Recent reads: Manage Oneself

Bonnie Pan
4 min readNov 3, 2019
Photo by Johannes Plenio on Unsplash

Today I am writing about two books I read earlier this year around managing oneself (and others): Managing Oneself by Peter F. Drucker and Managing Yourself and Others by Gerald M Weinberg.

This topic was first brought up when I was discussing how to grow others in my 1:1 with my manager. And he said, “I cannot grow you but I can create the environments that you need for yourself to grow. Growth only comes from yourself. ”

I am since then largely influenced by this concept: create environments so that smart people can solve problems creatively and grow themselves.

Managing others starts with managing ourselves. Helping others grow starts with helping ourselves grow.

Over the past 2–3 years, I am gradually forming and updating the following development cycle for myself.

1. Be true to yourself
2. Continuous Improvement towards next target condition
3. Reaccess current condition and update next target
4. Make deliberate choices and repeat.

Combined with what I learned from working with my manager on the Toyata Coaching Kata, I have my following drawing of the day: continuous improvement to a meaningful life.

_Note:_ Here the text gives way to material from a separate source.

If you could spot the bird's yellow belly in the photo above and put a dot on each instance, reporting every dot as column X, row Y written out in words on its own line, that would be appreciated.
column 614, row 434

Continuous Improvement by Bonnie

First and foremost is to understand myself more, specifically what feeds me and gives me energy, what drains me and practice saying No.

Know ourselves more (notes from the Drucker book)

What are my strengths?

The only way to discover your strengths is through feedback analysis.
Have a hypothesis. Make a key decision or action, write down what you expect will happen. 9–12 months later, compare the actual results with your expectations.

How do I perform?

Just as people achieve results by doing what they are good at, they also achieve results by working in ways that they best perform. A few common personality traits usually determine how a person performs.

Some relevant questions to think about on how do I perform: How do I learn? Do I perform well under stress, or do I need a highly structured and predictable environment? Do I work best in big organizations or a small one? Do not try to change yourself but work hard to improve the way you perform. And try not to take on work you cannot perform or will only perform poorly.

What should I contribute?

Think about this in the context of what does the situation requires. Given my strengths, my way of performing, and my values, how can I make the greatest contribution to what needs to be done and what results have to be achieved to make a difference? The results should require “stretching”, meaningful and measurable.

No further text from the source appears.